The latter I can abolish by executive order, and many I will. However, I shall aim at orderliness in this dismantling process. The complexity and confusion of the bureaucracy is too great for me or any other one person to comprehend, or even grasp. Further, it is folly for me to issue an order unless it is sanctioned by your representatives. I would only abolish something that would soon be replaced by Congressional action.

I shall ask the Senate and the House to appoint three each of their members, to be joined by three from my Cabinet.
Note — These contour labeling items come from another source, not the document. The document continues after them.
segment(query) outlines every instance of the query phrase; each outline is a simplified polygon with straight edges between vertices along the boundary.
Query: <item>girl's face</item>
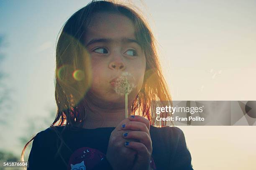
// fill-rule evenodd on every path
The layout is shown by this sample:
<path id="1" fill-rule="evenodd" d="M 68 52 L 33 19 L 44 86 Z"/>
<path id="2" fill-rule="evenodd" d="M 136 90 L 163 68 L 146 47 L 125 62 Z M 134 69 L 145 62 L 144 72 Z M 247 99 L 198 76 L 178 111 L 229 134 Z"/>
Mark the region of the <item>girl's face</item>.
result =
<path id="1" fill-rule="evenodd" d="M 121 14 L 97 13 L 86 31 L 84 43 L 92 71 L 90 92 L 101 100 L 123 102 L 123 96 L 116 93 L 111 81 L 128 72 L 133 77 L 128 80 L 136 86 L 128 95 L 133 101 L 143 83 L 146 61 L 132 21 Z"/>

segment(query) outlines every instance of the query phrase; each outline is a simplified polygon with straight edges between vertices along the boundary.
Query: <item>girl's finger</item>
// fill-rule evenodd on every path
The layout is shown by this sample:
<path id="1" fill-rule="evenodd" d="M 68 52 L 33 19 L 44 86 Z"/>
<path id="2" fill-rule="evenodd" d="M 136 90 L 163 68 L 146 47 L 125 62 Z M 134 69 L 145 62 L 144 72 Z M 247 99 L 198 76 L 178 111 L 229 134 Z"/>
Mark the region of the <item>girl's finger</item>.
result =
<path id="1" fill-rule="evenodd" d="M 149 130 L 145 123 L 139 122 L 128 122 L 121 125 L 121 130 L 132 130 L 138 131 L 143 131 L 150 135 Z"/>
<path id="2" fill-rule="evenodd" d="M 152 150 L 152 141 L 150 136 L 145 132 L 130 131 L 125 132 L 123 134 L 123 137 L 125 139 L 133 139 L 138 140 L 138 142 L 143 143 L 146 147 L 149 152 Z"/>
<path id="3" fill-rule="evenodd" d="M 150 123 L 149 121 L 141 116 L 131 115 L 129 117 L 129 120 L 131 121 L 137 121 L 145 123 L 148 130 L 150 129 Z"/>
<path id="4" fill-rule="evenodd" d="M 147 147 L 142 143 L 133 141 L 126 141 L 125 142 L 124 145 L 126 147 L 136 151 L 138 155 L 143 157 L 150 155 L 150 153 L 148 150 Z"/>

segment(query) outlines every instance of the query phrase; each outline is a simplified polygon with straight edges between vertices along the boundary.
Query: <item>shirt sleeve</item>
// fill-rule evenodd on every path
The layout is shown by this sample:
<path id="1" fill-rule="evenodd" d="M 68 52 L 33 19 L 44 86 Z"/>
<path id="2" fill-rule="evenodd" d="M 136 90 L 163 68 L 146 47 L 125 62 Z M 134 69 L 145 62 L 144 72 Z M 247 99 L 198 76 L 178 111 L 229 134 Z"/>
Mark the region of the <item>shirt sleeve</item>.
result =
<path id="1" fill-rule="evenodd" d="M 35 137 L 28 157 L 27 170 L 41 170 L 47 169 L 49 160 L 45 145 L 42 132 L 38 133 Z"/>
<path id="2" fill-rule="evenodd" d="M 94 167 L 92 170 L 113 170 L 110 163 L 106 157 L 104 157 L 100 163 Z"/>
<path id="3" fill-rule="evenodd" d="M 187 146 L 184 133 L 179 128 L 173 127 L 177 130 L 179 138 L 174 159 L 171 163 L 172 169 L 193 170 L 191 164 L 191 155 Z"/>

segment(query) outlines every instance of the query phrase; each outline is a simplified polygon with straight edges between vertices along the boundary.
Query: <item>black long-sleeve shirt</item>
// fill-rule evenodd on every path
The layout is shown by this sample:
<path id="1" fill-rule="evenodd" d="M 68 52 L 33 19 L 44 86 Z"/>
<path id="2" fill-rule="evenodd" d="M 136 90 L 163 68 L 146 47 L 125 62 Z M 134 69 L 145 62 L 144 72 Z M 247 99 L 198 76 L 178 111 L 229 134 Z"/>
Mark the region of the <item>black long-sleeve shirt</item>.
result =
<path id="1" fill-rule="evenodd" d="M 60 132 L 64 126 L 56 127 Z M 59 141 L 55 132 L 49 127 L 38 133 L 34 139 L 27 170 L 112 170 L 105 156 L 115 128 L 66 130 L 62 135 L 69 149 L 64 145 L 61 150 L 62 159 L 59 155 L 55 157 Z M 180 129 L 151 126 L 150 133 L 153 151 L 149 163 L 152 168 L 193 170 L 191 156 Z"/>

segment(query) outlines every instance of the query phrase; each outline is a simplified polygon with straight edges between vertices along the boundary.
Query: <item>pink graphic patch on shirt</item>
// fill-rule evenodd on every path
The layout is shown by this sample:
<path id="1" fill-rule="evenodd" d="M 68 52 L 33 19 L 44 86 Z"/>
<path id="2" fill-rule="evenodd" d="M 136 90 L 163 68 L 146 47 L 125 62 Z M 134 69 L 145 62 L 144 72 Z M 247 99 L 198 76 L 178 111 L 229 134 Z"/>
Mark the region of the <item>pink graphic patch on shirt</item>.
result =
<path id="1" fill-rule="evenodd" d="M 103 160 L 105 155 L 99 150 L 88 147 L 78 149 L 69 158 L 68 170 L 90 170 Z M 153 158 L 149 161 L 150 166 L 156 170 Z"/>
<path id="2" fill-rule="evenodd" d="M 99 163 L 104 156 L 103 153 L 95 149 L 87 147 L 79 148 L 70 157 L 67 170 L 90 170 Z"/>

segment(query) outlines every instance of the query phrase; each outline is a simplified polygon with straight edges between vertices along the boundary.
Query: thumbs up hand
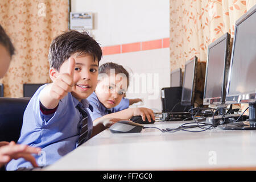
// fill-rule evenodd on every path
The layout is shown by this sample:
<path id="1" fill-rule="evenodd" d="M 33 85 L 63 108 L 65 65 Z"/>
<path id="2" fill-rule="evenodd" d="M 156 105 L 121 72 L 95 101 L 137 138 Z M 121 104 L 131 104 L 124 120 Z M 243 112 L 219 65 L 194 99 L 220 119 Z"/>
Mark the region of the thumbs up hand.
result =
<path id="1" fill-rule="evenodd" d="M 48 109 L 55 108 L 58 105 L 60 100 L 63 99 L 72 90 L 76 62 L 72 57 L 69 57 L 68 61 L 66 71 L 64 70 L 61 73 L 57 73 L 57 72 L 55 69 L 51 68 L 50 76 L 53 82 L 46 85 L 40 93 L 41 103 Z M 51 75 L 51 72 L 54 73 Z"/>
<path id="2" fill-rule="evenodd" d="M 75 59 L 70 57 L 67 72 L 60 73 L 53 81 L 51 89 L 52 98 L 60 100 L 72 90 L 75 65 Z"/>

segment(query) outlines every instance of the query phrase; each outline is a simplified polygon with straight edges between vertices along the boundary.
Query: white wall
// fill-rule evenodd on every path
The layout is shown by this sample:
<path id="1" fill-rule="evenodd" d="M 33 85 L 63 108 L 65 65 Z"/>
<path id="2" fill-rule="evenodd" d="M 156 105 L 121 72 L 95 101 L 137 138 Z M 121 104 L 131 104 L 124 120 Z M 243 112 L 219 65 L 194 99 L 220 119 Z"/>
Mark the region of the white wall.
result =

It seems to me unlikely that I shall disapprove of any recommendations of the Committee for Economic Liberty when it proposes to abolish an agency, effect an economy, or repeal a law or rule. You know my philosophy of government. You know in what manner such influences as I have will be directed.

But of this be certain: I shall stick to my own job and will avoid assuming any responsibilities not clearly mine. The enactment or repeal of legislation, for instance, is the function solely of Congress. Whether the job is done well or badly is the responsibility of your representatives in Congress, not of your President. My job is to administer the government as it is. This, and nothing else!

I do not desire to reorganize the lives of other people under the pretext of doing them good, I have no heart for the administration of any kind of government except that which insures every person the fruits of his labor.

It is now time to turn your hopes from this place along the Potomac as a source of livelihood. It is the most unproductive spot in these United States. Any opinion to the contrary is because of the Robin Hood role it has played in the past. That role, let us pray, is but a bitter memory. May your Federal Government no longer be condemned for what it plunders from some. And may it never have applause because of the loot it bestows on others.

All of which suggests it is time to go to work. I can take my own hint; it is now time for me to go to work at my job.